We are able to do this by God’s mercies. Even though we deserved condemnation (Romans 6:23), God sent His Son to die for the ungodly, allowing our reconciliation (Romans 5:5-11). We do not become living sacrifices in order to earn salvation, for we could never do such a thing. Instead, we become living sacrifices as a response to the mercies God has abundantly provided for us.
But this is certainly not a “do-nothing” scenario. God does not take us despite our will and offer us up on an altar like humans would do with a lamb or ewe. We must submit ourselves as the sacrifice!
We must recognize that becoming a “living sacrifice” is complete. The sacrificed animal does not give only part of its life up on the altar; it gives up everything. In order to secure our salvation Jesus Christ gave everything up for that purpose (Matthew 20:25-28). If we are going to be living sacrifices we must submit to God in all things– our will, our thoughts, our hearts, and our actions– and be willing to suffer the loss of anything and everything, even our own lives (Matthew 10:37-39, Galatians 2:20, 1 John 3:16). As sacrifices we must be holy– set apart and consecrated, reflecting the image of God in our lives (1 Peter 1:16; Galatians 5:17-24, Romans 8:1-11).

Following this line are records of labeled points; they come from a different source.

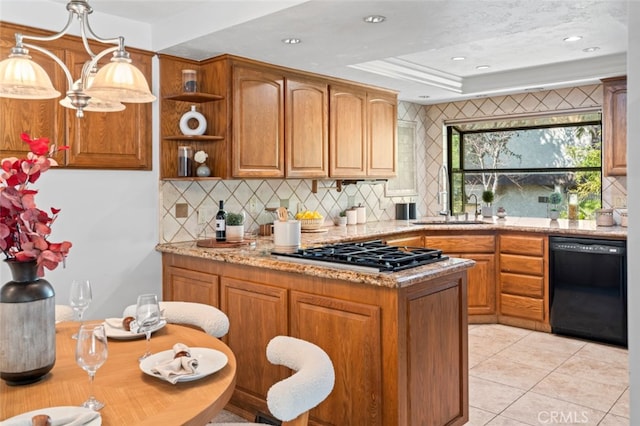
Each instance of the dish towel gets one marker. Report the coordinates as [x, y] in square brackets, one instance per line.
[61, 420]
[181, 365]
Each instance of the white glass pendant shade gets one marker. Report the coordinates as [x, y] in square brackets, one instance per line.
[95, 105]
[21, 78]
[120, 81]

There is one major distinction between animal sacrifices and our sacrifice. Once one offers an animal as a sacrifice to God, that animal is dead and done. It cannot be again offered to God in a respectable way. We, however, are to be “living” sacrifices. It is not that we are going to be killed, although circumstances may demand it. Instead Paul wants us to understand that when we offer ourselves as a sacrifice to God it is not merely a one-time thing. It must be continual– we must perpetually place ourselves on that altar and offer ourselves up to God. It will only end when we are no longer living in the flesh (cf. 2 Timothy 4:6-8)!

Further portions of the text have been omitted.